Just prior to their metamorphosis into moths, Bombyx mori pupae spin silk fibers to weave their cocoons. In nature, the moth chews his or her way out of the cocoon once the transformation is complete. But in the fabric industry, silk is mass produced through the breeding and domestication of silkworms on what are essentially moth factory farms. When the caterpillars enter the pupa stage of their development, their cocoons are plunged into boiling water. This kills the silkworms and begins to unravel the longer fibers.

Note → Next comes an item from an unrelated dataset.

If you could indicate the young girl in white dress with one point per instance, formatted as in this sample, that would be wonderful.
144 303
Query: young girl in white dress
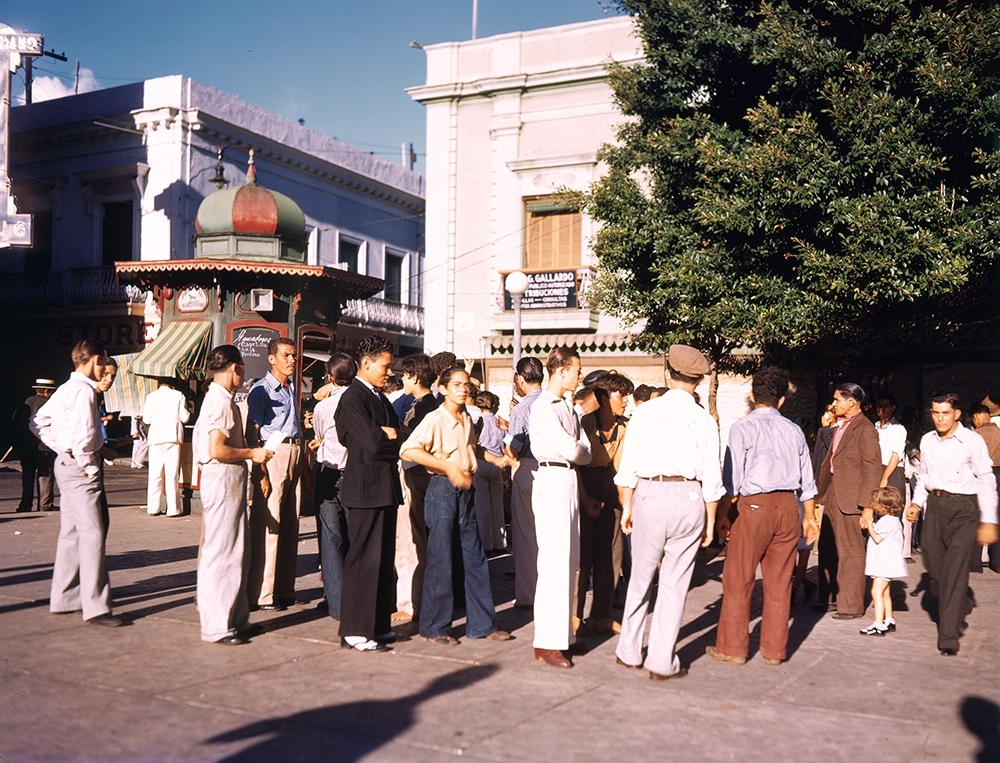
885 560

Approximately 15 silkworms are killed to produce a single gram of silk. Although it is very occasionally harvested after the moth has broken free, the strands are considerably shorter and the finished product is not commercially viable on a large scale.
There are other methods of producing silk that do not result in the death of the insect; however, there are still ethical issues to be considered. “Ahimsa silk,” for example, is made from the cocoon of the Bombyx mori moth after the moth has chewed through and discarded it. The silkworms used in this method of production are still domesticated and, just like other domesticated farmed animals, are bred for the purposes of production at the cost of their own health and well-being. The adult moths cannot fly because their bodies are too large and the adult males cannot eat due to underdeveloped mouth parts. The same would be true of moths in large commercial operations, but they are killed before reaching adulthood.